Schon die brillant inszenierte, Fact und Fiction amalgamierende Netflix-Serie »The Crown« arbeitet sich an dem Konflikt ab: Wofür stehen die Königin und die Mitglieder des Hauses Windsor-Mountbatten? Sie sind (gerade auch im Selbstverständnis) eine Bastion gegen die Verbürgerlichung, die öffentliche Meinung und individuelle Präsentation als Mensch wie Du und Ich, sie behaupten sich als formale Existenz, die etwas Undurchdringliches, Abweisenden und Abwehrendes und darin Unmenschliches hat, das sich im Anders-Sein erfüllt und darin seine ‹ewige› Gültigkeit erfahren soll. Sarastros Zuschreibung des Tamino in Mozarts »Zauberflöte« steht dem entgegen: »Er ist Prinz.» – »Noch mehr – er ist Mensch.«
»Die Prinzessin der Herzen«, ein Titel, den, so haben wir es in Stephen Frears’ »The Queen« erfahren, der Labour-Premier Tony Blair kreiert hat, ist und tut das Gegenteil. Sie wählt das Populäre (ja, wird zeitgemäß zur Pop-Ikone) – und kommt dadurch um. Charles (Jack Farthing) ist ganz der Muttersohn, wenn er ihr entgegenhält: »the people don’t want us to be people«. Diana versucht die Synthese aus Nähe und Distanz – und scheitert.

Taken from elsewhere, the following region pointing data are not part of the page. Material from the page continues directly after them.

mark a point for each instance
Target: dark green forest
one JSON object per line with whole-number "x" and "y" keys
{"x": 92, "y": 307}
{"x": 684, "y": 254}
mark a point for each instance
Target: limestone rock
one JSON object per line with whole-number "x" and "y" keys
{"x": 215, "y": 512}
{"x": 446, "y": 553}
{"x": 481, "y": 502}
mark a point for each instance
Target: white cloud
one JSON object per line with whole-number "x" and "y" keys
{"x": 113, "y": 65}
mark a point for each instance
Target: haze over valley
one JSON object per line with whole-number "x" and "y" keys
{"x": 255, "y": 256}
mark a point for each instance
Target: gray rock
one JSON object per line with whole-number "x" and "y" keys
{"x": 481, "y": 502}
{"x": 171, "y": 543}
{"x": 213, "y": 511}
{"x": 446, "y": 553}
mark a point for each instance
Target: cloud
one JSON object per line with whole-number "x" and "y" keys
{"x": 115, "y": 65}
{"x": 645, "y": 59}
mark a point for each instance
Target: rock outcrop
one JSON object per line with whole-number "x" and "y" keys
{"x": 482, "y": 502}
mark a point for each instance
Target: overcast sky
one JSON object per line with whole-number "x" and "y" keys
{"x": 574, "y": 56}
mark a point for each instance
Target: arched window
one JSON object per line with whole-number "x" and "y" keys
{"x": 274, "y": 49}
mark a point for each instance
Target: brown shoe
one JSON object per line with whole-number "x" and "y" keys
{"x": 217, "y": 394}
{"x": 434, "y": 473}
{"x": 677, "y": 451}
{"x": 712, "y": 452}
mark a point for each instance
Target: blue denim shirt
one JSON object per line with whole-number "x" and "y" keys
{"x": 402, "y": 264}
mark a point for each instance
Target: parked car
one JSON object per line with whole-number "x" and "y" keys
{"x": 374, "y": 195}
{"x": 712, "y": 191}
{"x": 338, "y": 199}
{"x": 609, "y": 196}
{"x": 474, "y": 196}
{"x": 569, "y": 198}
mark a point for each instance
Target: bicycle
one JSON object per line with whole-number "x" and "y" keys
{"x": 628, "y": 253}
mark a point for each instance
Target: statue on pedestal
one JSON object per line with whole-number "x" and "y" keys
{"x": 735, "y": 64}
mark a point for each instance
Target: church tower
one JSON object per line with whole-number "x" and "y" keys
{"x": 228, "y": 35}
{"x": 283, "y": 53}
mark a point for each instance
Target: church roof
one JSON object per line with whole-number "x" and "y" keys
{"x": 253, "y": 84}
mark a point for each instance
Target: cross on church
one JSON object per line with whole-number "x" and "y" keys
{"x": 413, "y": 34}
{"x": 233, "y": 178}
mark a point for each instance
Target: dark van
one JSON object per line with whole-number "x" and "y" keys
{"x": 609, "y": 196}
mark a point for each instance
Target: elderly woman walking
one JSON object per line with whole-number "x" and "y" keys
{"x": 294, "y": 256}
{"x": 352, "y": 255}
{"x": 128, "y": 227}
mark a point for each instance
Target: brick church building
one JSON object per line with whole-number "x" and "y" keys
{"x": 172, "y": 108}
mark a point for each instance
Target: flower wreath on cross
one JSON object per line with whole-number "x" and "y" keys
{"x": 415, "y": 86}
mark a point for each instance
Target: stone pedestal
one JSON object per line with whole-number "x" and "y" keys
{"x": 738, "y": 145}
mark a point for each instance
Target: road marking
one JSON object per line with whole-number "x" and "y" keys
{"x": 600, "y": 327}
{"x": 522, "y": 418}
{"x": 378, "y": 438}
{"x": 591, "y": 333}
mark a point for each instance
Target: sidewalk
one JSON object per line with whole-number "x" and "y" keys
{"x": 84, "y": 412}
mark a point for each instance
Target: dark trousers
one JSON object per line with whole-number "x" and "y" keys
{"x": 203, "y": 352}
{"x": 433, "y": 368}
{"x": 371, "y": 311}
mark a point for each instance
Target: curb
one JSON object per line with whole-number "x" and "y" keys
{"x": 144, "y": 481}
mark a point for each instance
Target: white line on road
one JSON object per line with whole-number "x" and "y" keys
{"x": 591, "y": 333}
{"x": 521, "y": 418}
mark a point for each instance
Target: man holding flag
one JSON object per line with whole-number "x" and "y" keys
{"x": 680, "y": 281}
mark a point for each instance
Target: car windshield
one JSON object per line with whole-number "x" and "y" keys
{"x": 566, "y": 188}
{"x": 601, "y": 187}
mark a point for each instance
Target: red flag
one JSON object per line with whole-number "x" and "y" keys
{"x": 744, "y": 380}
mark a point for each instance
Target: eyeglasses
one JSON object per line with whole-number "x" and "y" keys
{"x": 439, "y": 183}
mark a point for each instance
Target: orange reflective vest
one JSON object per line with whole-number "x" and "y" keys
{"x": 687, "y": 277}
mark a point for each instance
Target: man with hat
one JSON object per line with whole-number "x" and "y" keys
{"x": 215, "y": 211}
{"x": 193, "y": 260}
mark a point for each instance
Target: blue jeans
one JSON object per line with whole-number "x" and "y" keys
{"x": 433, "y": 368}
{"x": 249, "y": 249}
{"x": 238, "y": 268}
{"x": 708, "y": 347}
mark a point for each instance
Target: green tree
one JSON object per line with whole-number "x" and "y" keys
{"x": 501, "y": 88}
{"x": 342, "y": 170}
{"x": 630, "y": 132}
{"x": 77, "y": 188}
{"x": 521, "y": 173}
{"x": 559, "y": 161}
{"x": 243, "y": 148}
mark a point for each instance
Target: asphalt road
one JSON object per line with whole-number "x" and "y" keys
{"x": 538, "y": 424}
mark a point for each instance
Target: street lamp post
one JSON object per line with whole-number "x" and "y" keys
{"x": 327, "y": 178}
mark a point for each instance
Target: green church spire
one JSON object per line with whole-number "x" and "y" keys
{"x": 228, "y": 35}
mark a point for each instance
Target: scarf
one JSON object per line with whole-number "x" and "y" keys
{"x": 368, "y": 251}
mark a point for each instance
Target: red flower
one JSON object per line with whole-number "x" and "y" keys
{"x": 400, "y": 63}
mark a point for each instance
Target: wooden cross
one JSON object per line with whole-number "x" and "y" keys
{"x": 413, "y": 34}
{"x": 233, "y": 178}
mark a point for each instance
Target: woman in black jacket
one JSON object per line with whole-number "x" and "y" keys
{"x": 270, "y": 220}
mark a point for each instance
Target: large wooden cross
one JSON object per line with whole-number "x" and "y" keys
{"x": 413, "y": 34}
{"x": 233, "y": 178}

Sie öffnet den Goldenen Käfig zu jedermanns Ansicht, aber bleibt selbst in ihm gefangen und wird als filigraner Paradiesvogel wie aus einer Murano-Glasmanufaktur zur Jagd freigegeben. Sie zerbricht. Insofern ist der Disput, den sie in »Spencer« mit Charles und dem von ihm repräsentierten System darüber führt, ob ihre beiden Söhne in die Tradition der Fasanenjagd wie in einen Initiationsritus eingeführt werden sollen, auch Reflexion ihres eigenen Schicksals, das 1997 in Paris nach einer Flucht vor Fotografen enden wird.
Die filmdramatische Erzählung erlaubt sich hier einen Augenblick der Komik, wenn im Kontrast zu dem edlen Fasan ein gewöhnliches Brathähnchen in einem ordinären Fastfood-Restaurant den Sieg der Mutter über Etikette und Hofzeremoniell verkörpert.
Eine weitere starke Setzung unternimmt Regisseur Pablo Larraín, der bereits Sinn für das Symbolische in seinem Film über »Jackie« Kennedy, spätere Onassis bewies, indem er Lady Di sich mit einem Buch über Anne Boleyn beschäftigen lässt. Heinrich VIII. hatte sie zu einer seiner Ehefrauen und zur Königin gemacht, bevor der Monarch die Mutter der künftigen Elisabeth I. 1536 aufs Schafott bringt und über diesen Fall mit dem katholischen Rom bricht und sich ans Haupt der Englischen Hochkirche setzt.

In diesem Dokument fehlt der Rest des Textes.